Nearly a full year ago now, I attended the Higher Education Academy STEM 2012 conference in London. I wrote a review for the HEA travel fund scheme and have been prompted to post it here by @hannahbubble who found a paper on employability and volunteering by Rachel Bromnick and colleagues from the University of Lincoln. I was present in the audience for Rachel’s talk and had included her volunteering scheme in the review I wrote. Posting my review on here now, a year later, is perhaps quite timely as the STEM 2013 conference is coming up in April. Also, I have recently started to participate in discussions around what can be done to facilitate the transition from college to university study with A Level Psychology lecturers – a topic of much debate at the STEM 2012 conference.
A Review of STEM Annual Conference 2012
On March 13th 2012, I attended Day Two of the Higher Education Academy’s STEM2012 Annual Conference. In comparison to other disciplines and given that the British Psychological Society was a sponsor, Psychology attendees seemed to be under-represented at the event.
I have identified three key themes, which emerged from Psychology sessions and a Computer Science workshop that I attended, and also through discussions with other attendees:
- Managing student expectations, and in turn, NSS scores;
- Student employability;
- Becoming critical thinkers.
In this review, I discuss the three themes and then argue that the need for students to reflect about themselves and their progress underpins and ties the three issues together.
1. Managing student expectations, and in turn, NSS scores
Addressing National Student Survey satisfaction ratings overarched many of the presentations given and discussions between conference attendees. Carolyn Mair (Southampton Solent University) presented her research on encouraging students to develop their metacognitive skills in order to encourage more realistic expectations of themselves and their progress with assignments. Prior to metacognitive training sessions, students tended to be over-confident in their predictions of the grade they would achieve. After metacognitive training sessions, students were found to hold more realistic expectations of themselves. Carolyn linked this to the possibility that the more students are encouraged to develop realistic expectations (of their course, of lecturers, and of themselves), more realistic satisfaction ratings on the NSS will be given. The discussion which followed Mair’s presentation revolved around the more we encourage students to reflect about their own thinking and their own learning, the better their experience of university will be.
2. Student employability
Increasing students’ employability and readiness for the work place was discussed by Rachel Bromnick from the University of Lincoln. She introduced an optional module for students called the ‘Learn Higher Award’ (15 credits). Students had to do 40 hours volunteering throughout the year and then chose which method of assessment they would like to be assessed on (e.g. interview, portfolio, essay etc). A student from the University of Lincoln also attended the conference and gave his thoughts on the module, highlighting that the benefits of volunteering as a student go beyond readiness for the workplace. Discussions revolved around how the experience of volunteering or any work experience opportunity are advantageous for personal development and developing psychological literacies. Students who participated in the optional module also gained the opportunity to develop their professional identities and additional skills that set them apart in the graduate job market. Other discussions revolved around students having a narrow view of what constitutes relevant work experience for Psychology and the need for students to keep an open mind, and apply their psychology skills in a wide range of contexts.

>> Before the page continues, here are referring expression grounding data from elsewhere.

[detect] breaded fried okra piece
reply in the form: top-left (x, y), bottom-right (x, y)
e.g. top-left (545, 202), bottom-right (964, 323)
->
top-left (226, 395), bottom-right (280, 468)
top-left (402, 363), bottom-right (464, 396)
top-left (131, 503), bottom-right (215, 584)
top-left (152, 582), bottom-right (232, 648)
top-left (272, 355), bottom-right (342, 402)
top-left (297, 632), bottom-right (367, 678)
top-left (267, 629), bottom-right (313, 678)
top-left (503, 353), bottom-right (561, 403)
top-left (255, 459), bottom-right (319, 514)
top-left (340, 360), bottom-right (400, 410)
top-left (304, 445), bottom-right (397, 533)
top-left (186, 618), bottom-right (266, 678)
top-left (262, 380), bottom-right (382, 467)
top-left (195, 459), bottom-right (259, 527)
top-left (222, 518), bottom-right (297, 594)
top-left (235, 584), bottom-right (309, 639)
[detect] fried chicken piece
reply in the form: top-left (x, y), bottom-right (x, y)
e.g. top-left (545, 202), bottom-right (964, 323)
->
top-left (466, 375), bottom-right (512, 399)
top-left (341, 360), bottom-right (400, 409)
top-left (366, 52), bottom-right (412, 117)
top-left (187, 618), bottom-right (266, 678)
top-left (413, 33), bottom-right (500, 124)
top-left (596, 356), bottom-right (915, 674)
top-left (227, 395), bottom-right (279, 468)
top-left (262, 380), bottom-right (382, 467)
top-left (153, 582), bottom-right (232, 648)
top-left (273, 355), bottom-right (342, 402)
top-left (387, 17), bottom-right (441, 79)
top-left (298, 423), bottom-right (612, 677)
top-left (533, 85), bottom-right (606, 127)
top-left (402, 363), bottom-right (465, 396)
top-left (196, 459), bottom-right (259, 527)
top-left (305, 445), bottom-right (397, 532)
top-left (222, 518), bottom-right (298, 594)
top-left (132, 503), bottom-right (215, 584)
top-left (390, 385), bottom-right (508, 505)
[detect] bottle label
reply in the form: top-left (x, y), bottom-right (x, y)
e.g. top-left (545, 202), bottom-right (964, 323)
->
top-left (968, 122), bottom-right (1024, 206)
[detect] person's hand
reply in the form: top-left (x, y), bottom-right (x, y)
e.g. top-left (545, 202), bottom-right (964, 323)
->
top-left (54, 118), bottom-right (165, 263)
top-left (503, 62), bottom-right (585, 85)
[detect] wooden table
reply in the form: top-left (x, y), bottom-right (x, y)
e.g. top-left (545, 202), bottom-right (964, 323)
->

Within a workshop on encouraging students to use LinkedIn with Thomas Lancaster (Birmingham City University), student employability and creating a professional online identity were raised as increasingly important issues for a digital society. Thomas uses LinkedIn with computer science students who use the network successfully to identify and secure placements and further work opportunities. The benefits of creating an online portfolio could also enable the self-reflection Mair called for in her work.
3. Becoming critical thinkers
The issue of A-levels not preparing students for university study was also a key theme. Ian Wells (University of East London) talked about his first year module “Thinking like a Psychologist” which was designed to address students’ inability to think critically when they arrive at university. Rather than learning new skills, Ian argued that some things need unlearning. The ability to think critically could also link to the self-reflection and students’ expectations. He advised not to call a module “critical thinking skills” as students do not respond well to the term. He is aiming to develop an online database of resources for critical thinking skills and invited attendees to collaborate with him on this endeavour.
The Need to Reflect
The issue of students needing to reflect on themselves and their activities filtered through the presentations and workshops I attended. There seems to be a need to encourage students to talk about their ambitions and expectations by providing more opportunities to self-reflect, opportunities to develop their employability and work-related skills, and by becoming critical thinkers. Additionally, from the LinkedIn workshop, being part of the network and connecting with one another enabled students to see what others are doing and how they fared with the “competition”. Creating a professional profile on LinkedIn encouraged students to reflect about themselves and their career ambitions. Students were also connecting to staff, which was thought to develop a better understanding of each other, which in turn, could lead to a better student (and staff) experience.